Tuvo su momento concreto cuando finalizó el medievo. Ya en el siglo XV se empieza a hablar en los círculos académicos de “Edad Media” para referirse a una segunda fase superada, aunque se suele señalar como acontecimiento histórico la llegada de Colón a América, lo que dinamita definitivamente la actitud medieval e inaugura esta nueva condición de posibilidad.

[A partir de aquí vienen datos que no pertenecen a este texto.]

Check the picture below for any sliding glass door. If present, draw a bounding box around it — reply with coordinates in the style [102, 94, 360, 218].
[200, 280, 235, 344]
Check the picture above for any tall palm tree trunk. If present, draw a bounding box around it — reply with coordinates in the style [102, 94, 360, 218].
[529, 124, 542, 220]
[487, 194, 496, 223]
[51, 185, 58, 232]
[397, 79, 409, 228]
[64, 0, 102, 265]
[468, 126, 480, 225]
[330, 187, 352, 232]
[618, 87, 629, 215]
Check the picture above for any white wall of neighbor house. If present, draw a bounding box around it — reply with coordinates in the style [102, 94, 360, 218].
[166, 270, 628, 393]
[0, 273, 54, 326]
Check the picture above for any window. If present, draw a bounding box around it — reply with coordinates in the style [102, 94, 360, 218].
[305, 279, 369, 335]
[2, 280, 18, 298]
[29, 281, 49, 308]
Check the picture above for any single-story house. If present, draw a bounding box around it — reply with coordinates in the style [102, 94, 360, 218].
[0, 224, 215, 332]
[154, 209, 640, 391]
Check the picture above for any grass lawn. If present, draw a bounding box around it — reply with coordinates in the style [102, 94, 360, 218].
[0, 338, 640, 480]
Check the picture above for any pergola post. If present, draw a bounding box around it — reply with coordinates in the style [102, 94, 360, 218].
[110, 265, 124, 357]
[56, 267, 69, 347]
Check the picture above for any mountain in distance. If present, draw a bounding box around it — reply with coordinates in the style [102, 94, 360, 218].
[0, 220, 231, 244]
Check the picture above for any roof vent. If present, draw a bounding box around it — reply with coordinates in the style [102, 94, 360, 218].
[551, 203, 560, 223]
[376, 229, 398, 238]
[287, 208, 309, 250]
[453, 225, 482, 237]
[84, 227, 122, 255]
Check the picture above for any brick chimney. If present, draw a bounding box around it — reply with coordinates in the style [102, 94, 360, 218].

Cambios en todos los niveles: económicos, sociales, religiosos, científicos, filosóficos… todos con un denominador común: comenzar de nuevo. Esa es la principal característica de lo moderno, la renovación desde cero, el abandono de la tradición como garantía y autoridad, atendiendo a los recursos intelectuales propios del ser humano: razón y experiencia.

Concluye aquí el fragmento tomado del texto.